Tanzina: The allegations here is that ICE is prioritizing hysterectomies over personal protective equipment for COVID-19. Is that the point that you're making?
José: It's a question that advocates really want answered, is why are we seeing this disparity and who exactly is making the call for the situation?
Tanzina: What has ICE had to say about this, John?
John: They cite an impending lawsuit and they say that they cannot comment on any complaints that are filed to the office of inspector general. They have been pretty evasive about answering clearly the question. They have responded to a couple of other reporters, however, citing that there have only been, I believe it was, two hysterectomies done and that they are ensuring that all necessary medical care is provided to women but they haven't really been responding.
Tanzina: José, what do we know about the whistleblower herself, nurse Wooten?
José: Dawn Wooten, she is someone who has worked at the facility for a few years on and off. She essentially is a nurse who worked in the facility, worked with the detained population and she herself has a health problem. She has five children, she's a single mother, and she's been doing this work with detainees.
What she started noticing, especially during the COVID-19 pandemic, is just the lack of protection and what she alleges was neglect and callousness by management in the facility when it came to dealing with detained populations who were very much at risk and who are still at risk of contracting COVID-19 and getting the virus.
Essentially, what she did is she herself began speaking up at work, recommending that staff and detainees follow the CDC recommendations for social distancing. She began very much speaking out against management when they would refuse to test detainees, when they would refuse to provide treatment to folks who were exhibiting symptoms of COVID-19.
As a result, she was unfortunately demoted in a way that she sees and she alleges is retaliation for having spoken up internally. She's still technically employed by the facility but she was demoted from being a full-time nurse at the facility to now being only on-call or part time. She's only been receiving a few hours a month since early July.

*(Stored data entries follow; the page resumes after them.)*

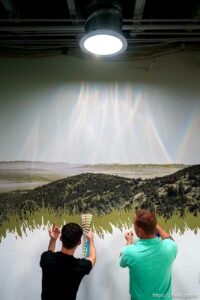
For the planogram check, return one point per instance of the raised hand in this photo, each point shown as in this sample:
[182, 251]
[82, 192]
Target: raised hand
[54, 233]
[129, 237]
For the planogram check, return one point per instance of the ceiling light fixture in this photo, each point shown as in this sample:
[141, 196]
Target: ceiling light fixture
[104, 30]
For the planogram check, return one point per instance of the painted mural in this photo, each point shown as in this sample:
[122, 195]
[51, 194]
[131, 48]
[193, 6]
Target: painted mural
[104, 150]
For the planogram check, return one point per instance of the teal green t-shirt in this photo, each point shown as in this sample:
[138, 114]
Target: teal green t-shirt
[150, 263]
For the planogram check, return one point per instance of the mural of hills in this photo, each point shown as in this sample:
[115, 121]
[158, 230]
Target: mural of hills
[101, 193]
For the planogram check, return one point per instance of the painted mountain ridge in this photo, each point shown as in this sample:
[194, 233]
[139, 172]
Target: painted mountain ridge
[100, 194]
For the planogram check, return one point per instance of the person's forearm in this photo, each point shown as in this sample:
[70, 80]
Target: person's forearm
[52, 245]
[163, 234]
[92, 253]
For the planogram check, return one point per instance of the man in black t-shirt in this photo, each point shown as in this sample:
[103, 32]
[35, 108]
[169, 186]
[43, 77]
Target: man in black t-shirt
[61, 271]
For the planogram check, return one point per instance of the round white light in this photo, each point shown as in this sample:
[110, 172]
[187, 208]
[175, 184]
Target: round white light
[103, 42]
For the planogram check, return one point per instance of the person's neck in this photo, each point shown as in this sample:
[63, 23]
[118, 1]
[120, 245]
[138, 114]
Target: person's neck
[147, 237]
[68, 251]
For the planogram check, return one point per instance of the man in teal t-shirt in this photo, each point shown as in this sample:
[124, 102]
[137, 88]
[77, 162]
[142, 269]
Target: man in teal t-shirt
[149, 259]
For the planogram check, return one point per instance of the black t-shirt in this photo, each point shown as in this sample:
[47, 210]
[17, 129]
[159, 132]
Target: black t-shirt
[62, 274]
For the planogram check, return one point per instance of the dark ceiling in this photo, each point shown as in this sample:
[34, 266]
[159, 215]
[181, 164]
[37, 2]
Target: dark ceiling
[46, 27]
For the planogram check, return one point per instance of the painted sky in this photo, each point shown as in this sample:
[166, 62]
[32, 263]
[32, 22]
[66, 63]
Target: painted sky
[92, 122]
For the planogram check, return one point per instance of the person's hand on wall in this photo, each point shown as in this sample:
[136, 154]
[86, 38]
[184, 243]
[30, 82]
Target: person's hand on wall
[54, 233]
[129, 237]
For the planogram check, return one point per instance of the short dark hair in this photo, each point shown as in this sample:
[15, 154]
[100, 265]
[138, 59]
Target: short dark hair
[146, 220]
[71, 234]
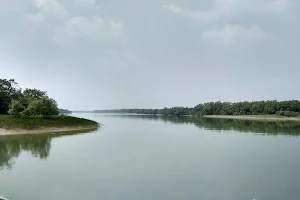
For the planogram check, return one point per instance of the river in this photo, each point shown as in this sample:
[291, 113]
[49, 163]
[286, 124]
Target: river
[134, 157]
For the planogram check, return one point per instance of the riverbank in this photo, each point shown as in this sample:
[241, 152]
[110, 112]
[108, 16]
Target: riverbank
[34, 125]
[254, 117]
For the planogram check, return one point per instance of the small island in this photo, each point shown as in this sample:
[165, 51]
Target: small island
[31, 111]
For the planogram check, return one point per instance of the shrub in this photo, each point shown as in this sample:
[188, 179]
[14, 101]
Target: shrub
[43, 107]
[16, 108]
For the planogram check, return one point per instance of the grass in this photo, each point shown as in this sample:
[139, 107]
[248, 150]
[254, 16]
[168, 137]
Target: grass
[31, 123]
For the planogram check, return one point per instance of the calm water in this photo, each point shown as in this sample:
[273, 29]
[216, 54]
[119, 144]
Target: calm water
[154, 158]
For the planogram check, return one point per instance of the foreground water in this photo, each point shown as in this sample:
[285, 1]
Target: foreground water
[156, 158]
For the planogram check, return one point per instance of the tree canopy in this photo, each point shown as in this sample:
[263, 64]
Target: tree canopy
[30, 102]
[273, 107]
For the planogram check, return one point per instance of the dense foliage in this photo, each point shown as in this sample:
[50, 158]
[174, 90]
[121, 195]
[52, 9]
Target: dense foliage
[281, 108]
[30, 102]
[31, 123]
[64, 111]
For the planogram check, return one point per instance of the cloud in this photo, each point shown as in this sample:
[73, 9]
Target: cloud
[94, 28]
[47, 9]
[69, 26]
[225, 8]
[234, 33]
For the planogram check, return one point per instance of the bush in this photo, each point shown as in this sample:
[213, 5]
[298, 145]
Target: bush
[43, 107]
[16, 108]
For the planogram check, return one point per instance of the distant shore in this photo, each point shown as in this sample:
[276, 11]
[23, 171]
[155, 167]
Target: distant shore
[64, 130]
[254, 117]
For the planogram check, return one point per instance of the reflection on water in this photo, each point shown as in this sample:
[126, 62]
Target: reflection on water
[12, 146]
[247, 126]
[37, 145]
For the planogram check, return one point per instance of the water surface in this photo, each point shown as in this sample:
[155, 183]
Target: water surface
[156, 158]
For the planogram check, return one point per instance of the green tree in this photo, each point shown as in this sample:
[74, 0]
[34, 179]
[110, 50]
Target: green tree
[44, 107]
[9, 90]
[16, 108]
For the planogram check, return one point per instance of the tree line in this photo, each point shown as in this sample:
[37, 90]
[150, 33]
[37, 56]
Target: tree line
[272, 107]
[25, 103]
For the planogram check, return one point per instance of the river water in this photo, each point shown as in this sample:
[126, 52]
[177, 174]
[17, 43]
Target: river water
[156, 158]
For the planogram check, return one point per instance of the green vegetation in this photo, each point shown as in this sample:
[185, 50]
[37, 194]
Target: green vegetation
[266, 127]
[280, 108]
[32, 109]
[30, 102]
[64, 111]
[30, 123]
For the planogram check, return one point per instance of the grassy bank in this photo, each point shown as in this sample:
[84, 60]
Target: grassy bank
[34, 123]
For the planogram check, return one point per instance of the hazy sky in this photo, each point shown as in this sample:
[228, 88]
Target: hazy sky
[96, 54]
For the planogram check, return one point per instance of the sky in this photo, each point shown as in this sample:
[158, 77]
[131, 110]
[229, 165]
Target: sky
[96, 54]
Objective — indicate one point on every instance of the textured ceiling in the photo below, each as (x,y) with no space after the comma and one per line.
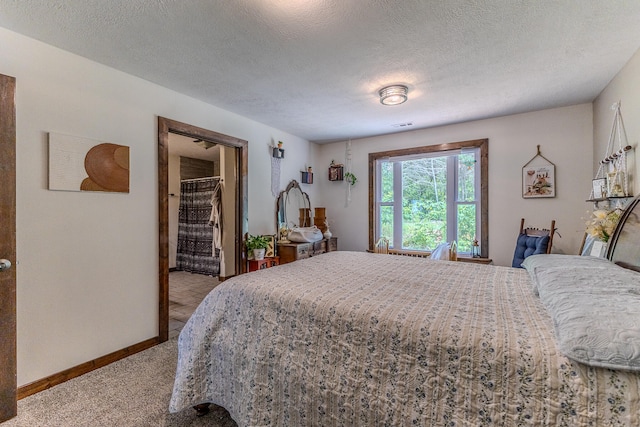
(313,67)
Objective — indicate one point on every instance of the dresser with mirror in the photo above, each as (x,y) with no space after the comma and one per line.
(293,209)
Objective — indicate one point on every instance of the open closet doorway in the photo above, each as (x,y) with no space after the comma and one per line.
(175,140)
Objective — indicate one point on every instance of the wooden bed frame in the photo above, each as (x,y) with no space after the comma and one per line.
(624,246)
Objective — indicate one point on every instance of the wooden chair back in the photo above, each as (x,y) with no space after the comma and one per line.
(540,232)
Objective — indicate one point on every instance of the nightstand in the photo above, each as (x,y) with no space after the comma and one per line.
(261,264)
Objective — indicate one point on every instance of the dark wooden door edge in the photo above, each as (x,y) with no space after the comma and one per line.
(76,371)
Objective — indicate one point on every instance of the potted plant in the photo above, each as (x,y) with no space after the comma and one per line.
(258,245)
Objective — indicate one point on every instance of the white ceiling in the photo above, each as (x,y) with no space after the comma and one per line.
(313,67)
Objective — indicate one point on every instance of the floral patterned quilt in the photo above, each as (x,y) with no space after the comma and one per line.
(360,339)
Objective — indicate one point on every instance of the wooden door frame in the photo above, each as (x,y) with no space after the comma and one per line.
(166,126)
(8,350)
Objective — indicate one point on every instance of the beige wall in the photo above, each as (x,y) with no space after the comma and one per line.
(625,87)
(565,137)
(87,263)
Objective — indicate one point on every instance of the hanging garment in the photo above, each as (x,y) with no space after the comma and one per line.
(216,222)
(195,233)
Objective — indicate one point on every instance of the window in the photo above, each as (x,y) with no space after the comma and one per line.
(427,195)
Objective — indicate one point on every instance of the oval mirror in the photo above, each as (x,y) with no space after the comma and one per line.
(293,207)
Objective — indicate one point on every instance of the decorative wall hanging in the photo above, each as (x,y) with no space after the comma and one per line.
(307,177)
(538,177)
(278,152)
(348,172)
(82,164)
(611,180)
(336,171)
(275,168)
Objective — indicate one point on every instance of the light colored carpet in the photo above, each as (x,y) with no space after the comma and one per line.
(131,392)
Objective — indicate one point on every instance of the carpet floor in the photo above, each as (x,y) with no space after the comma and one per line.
(134,391)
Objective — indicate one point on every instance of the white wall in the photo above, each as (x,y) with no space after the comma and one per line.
(625,87)
(565,137)
(87,263)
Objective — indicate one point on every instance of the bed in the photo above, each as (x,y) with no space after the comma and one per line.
(361,339)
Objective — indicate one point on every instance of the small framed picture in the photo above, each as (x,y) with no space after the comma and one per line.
(599,188)
(271,249)
(538,181)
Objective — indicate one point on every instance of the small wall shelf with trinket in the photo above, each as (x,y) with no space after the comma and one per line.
(610,187)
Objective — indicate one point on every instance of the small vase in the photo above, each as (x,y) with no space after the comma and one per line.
(258,254)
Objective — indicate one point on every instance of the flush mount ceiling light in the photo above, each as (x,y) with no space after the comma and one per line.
(204,144)
(393,95)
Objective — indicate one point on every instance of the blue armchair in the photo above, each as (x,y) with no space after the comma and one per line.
(532,241)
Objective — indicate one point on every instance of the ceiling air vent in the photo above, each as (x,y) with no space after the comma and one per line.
(402,125)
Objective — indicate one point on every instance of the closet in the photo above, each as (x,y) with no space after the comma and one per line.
(197,203)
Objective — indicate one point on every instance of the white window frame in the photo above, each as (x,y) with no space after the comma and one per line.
(479,147)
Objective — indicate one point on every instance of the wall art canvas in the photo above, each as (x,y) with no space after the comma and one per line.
(538,181)
(82,164)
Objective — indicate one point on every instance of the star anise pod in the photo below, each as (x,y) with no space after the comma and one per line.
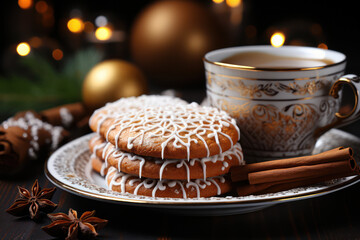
(34,202)
(71,227)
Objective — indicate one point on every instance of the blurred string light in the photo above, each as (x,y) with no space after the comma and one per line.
(277,39)
(25,4)
(103,33)
(35,42)
(75,25)
(233,3)
(89,27)
(41,7)
(57,54)
(23,49)
(323,46)
(101,21)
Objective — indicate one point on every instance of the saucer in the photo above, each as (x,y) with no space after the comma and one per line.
(69,168)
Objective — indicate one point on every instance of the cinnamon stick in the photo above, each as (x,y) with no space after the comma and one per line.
(240,173)
(302,172)
(284,174)
(263,188)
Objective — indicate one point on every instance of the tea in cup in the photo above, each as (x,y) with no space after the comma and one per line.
(283,98)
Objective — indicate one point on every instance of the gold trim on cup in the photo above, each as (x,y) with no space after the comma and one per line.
(249,68)
(334,93)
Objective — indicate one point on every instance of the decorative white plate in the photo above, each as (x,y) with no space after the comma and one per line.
(69,168)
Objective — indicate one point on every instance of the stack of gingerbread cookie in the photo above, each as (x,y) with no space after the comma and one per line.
(162,146)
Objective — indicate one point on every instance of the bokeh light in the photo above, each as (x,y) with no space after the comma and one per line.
(233,3)
(75,25)
(41,7)
(277,39)
(323,46)
(23,49)
(25,4)
(57,54)
(103,33)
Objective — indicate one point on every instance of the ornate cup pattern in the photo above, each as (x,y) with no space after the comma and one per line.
(279,113)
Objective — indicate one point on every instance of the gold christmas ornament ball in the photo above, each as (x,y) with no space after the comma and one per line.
(169,39)
(110,80)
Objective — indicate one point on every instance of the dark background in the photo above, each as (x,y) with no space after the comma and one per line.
(338,19)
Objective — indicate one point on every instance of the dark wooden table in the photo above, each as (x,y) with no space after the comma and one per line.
(333,216)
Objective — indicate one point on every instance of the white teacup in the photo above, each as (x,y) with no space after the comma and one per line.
(281,111)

This has been a huge economic globe to her, especially with the five kids that she has and making car and rent payments. This demotion and drastic cut of hours which she sees as retaliation has really affected her and her personal life. It eventually got to a breaking point where she said, "I can't take this anymore. I think what is happening is unjust," and she decided to speak out and blow the whistle on conditions in detention.
Tanzina: John, what happens now?
John: A number of people are calling for further investigation. The Irwin County Detention Center is certainly being scrutinized in a different way by other reporters. Both Nancy Pelosi and Chuck Schumer have called for investigations. Georgia state representative has called for the doctor's license being suspended and an investigation into that specific claim of the hysterectomies.
I think it's really important to keep shining a light on what's going on for people like Dawn Wooten to be able to speak out, to be protected when they do, and for a lot of both journalists and then just American people to try to understand and try to pay attention to what's happening.
There has been a smokescreen for a long time over the conditions in these detention centers and the more we hear from not only detainees or former detainees and advocates, but about people themselves working in them like Dawn Wooten about the shocking conditions, the more we are able to push for change and push for letting people out, for example, who are susceptible to the coronavirus.
Tanzina: José Olivares is associate producer at The Takeaway and John Washington is a freelance reporter. Thanks to you both.